Additionally, respondent prayed for the issuance of a TRO enjoining petitioners from effecting her transfer.

 

The trial court granted the prayers of respondent including the issuance of a writ of preliminary injunction directing petitioners to desist from implementing respondents transfer until such time that petitioners comply with the disclosures required.

 

Hence, the present petition.

 

ISSUE:

 

Whether or not a Writ of Habeas Data is the proper remedy.

 

RULING:

 

The petition is impressed with merit.

Respondents plea that she be spared from complying with MERALCOs Memorandum directing her reassignment to the Alabang Sector, under the guise of a quest for information or data allegedly in possession of petitioners, does not fall within the province of a writ of habeas data.

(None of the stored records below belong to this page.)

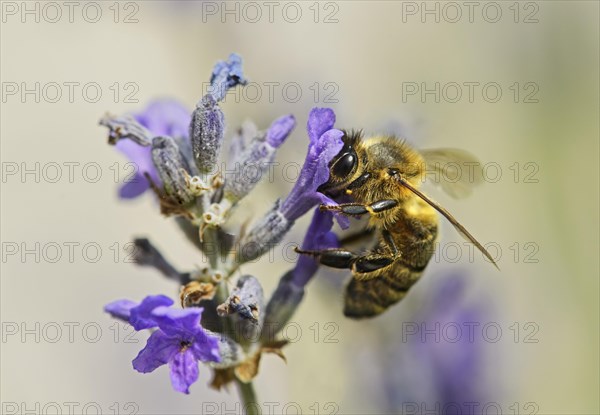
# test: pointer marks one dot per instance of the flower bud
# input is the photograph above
(171, 169)
(265, 234)
(246, 299)
(255, 160)
(282, 305)
(206, 132)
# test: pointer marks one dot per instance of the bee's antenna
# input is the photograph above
(461, 229)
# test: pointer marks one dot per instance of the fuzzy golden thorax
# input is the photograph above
(368, 169)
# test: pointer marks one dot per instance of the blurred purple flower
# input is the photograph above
(325, 143)
(179, 340)
(226, 75)
(318, 236)
(440, 364)
(162, 118)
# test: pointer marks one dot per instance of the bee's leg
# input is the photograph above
(333, 257)
(357, 209)
(360, 264)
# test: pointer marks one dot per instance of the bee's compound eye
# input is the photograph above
(344, 165)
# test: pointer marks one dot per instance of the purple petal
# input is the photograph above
(165, 117)
(159, 350)
(184, 371)
(184, 323)
(120, 309)
(319, 121)
(280, 129)
(139, 155)
(206, 347)
(318, 236)
(226, 75)
(315, 171)
(142, 317)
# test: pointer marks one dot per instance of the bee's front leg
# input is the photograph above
(357, 209)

Section 1 of the Rule on the Writ of Habeas Data provides:

Section 1. Habeas Data. The writ of habeas data is a remedy available to any person whose right to privacy in life, liberty or security is violated or threatened by an unlawful act or omission of a public official or employee or of a private individual or entity engaged in the gathering, collecting or storing of data or information regarding the person, family, home and correspondence of the aggrieved party. (emphasis and underscoring supplied)

 

The habeas data rule, in general, is designed to protect by means of judicial complaint the image, privacy, honor, information, and freedom of information of an individual. It is meant to provide a forum to enforce ones right to the truth and to informational privacy, thus safeguarding the constitutional guarantees of a persons right to life, liberty and security against abuse in this age of information technology.

It bears reiteration that like the writ of amparo, habeas data was conceived as a response, given the lack of effective and available remedies, to address the extraordinary rise in the number of killings and enforced disappearances. Its intent is to address violations of or threats to the rights to life, liberty or security as a remedy independently from those provided under prevailing Rules.

Castillo v. Cruz underscores the emphasis laid down in Tapuz v. del Rosario that the writs of amparo and habeas data will NOT issue to protect purely property or commercial concerns nor when the grounds invoked in support of the petitions therefor are vague or doubtful. Employment constitutes a property right under the context of the due process clause of the Constitution. It is evident that respondents reservations on the real reasons for her transfer – a legitimate concern respecting the terms and conditions of ones employment – are what prompted her to adopt the extraordinary remedy of habeas data. Jurisdiction over such concerns is inarguably lodged by law with the NLRC and the Labor Arbiters.

In another vein, there is no showing from the facts presented that petitioners committed any unjustifiable or unlawful violation of respondents right to privacy vis-a-vis the right to life, liberty or security. To argue that petitioners refusal to disclose the contents of reports allegedly received on the threats to respondents safety amounts to a violation of her right to privacy is at best speculative. Respondent in fact trivializes these threats and accusations from unknown individuals in her earlier-quoted portion of her July 10, 2008 letter as highly suspicious, doubtful or are just mere jokes if they existed at all. And she even suspects that her transfer to another place of work betray[s] the real intent of management] and could be a punitive move. Her posture unwittingly concedes that the issue is labor-related.